Une baisse de connaissances des candidats
Troisièmement, l'élection montre une baisse du niveau de connaissance et de compétence technique des candidates et candidats. Cette baisse est parfois associée à des candidatures de personnes n'ayant aucun lien géographique avec le canton choisi pour porter les couleurs de leur mouvement politique. La baisse du niveau général me semble très inquiétante, car la complexité des questions posées pour gérer une collectivité locale est-elle en constante augmentation. Nous risquons un effet de ciseau préjudiciable à un bon exercice démocratique. La question du statut des élus est, plus que jamais, posée, mais aussi, celle de la formation des impétrants à l'exercice de responsabilités locales.

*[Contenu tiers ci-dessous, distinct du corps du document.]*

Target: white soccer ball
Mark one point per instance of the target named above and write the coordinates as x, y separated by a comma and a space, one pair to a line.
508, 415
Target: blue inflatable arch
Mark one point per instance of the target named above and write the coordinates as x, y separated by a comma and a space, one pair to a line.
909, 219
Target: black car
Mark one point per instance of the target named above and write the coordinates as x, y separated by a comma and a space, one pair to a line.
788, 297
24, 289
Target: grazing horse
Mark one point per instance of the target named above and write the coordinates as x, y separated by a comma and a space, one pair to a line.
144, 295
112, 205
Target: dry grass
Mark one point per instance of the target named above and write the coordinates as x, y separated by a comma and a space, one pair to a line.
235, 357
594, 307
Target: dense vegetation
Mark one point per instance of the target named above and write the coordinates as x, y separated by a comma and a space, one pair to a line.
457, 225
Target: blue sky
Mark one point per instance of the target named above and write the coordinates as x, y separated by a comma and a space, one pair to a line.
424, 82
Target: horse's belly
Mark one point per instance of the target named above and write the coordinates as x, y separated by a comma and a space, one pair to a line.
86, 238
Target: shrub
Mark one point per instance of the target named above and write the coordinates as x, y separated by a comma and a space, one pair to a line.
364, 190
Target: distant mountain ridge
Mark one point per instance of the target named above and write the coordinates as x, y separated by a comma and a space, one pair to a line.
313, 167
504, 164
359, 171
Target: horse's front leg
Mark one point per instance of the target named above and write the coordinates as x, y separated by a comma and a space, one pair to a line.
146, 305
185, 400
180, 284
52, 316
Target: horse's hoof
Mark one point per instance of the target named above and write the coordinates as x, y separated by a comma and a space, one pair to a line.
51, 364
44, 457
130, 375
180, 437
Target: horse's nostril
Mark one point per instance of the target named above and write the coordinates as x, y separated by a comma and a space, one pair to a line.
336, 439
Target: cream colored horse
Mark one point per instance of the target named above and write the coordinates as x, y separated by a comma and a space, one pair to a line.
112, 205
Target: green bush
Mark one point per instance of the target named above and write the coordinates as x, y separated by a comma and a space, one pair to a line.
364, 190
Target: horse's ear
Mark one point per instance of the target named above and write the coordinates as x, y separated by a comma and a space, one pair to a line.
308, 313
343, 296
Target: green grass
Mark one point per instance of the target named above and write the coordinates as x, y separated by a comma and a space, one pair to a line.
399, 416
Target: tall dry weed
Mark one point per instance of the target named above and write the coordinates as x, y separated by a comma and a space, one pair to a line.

Les Français veulent des choix clairs et compréhensibles
Enfin, à un niveau plus politique, l'élection n'est pas la victoire d'une stratégie d'alliance de premier tour entre ce que l'on nomme le centre et la droite, par rapport à la désunion de la gauche. Si cette alliance, qui simplifie le choix de l'électeur, n'est qu'un moyen pour limiter l'éparpillement des voix au premier tour d'une élection, et, par conséquent, pour qualifier le candidat du camp uni face à celui du camp divisé pour le deuxième tour, elle sera perdante en 2017. En effet, les Françaises et les Français vont demander aux candidats des choix clairs et compréhensibles par rapport à la politique de sécurité, aux flux migratoires, ou au niveau macro-économique. Si ces questions ne sont pas abordées et prises en compte, avec une volonté établie d'y répondre concrètement, l'évasion de l'électorat de droite vers le Front National ou l'abstention se poursuivra.
Les décideurs politiques ne doivent pas confondre une victoire tactique, si forte soit-elle, avec un succès stratégique qui se prépare à l'avance. Encore une fois, le champ de bataille de la politique est celui du vocabulaire, depuis des années la droite n'utilise plus certains mots et reprends ceux que la gauche s'est attribuée. Cette défaite intellectuelle a préparé les succès politiques de la gauche. Il reste deux années pour construire et proposer au pays une vision et un projet.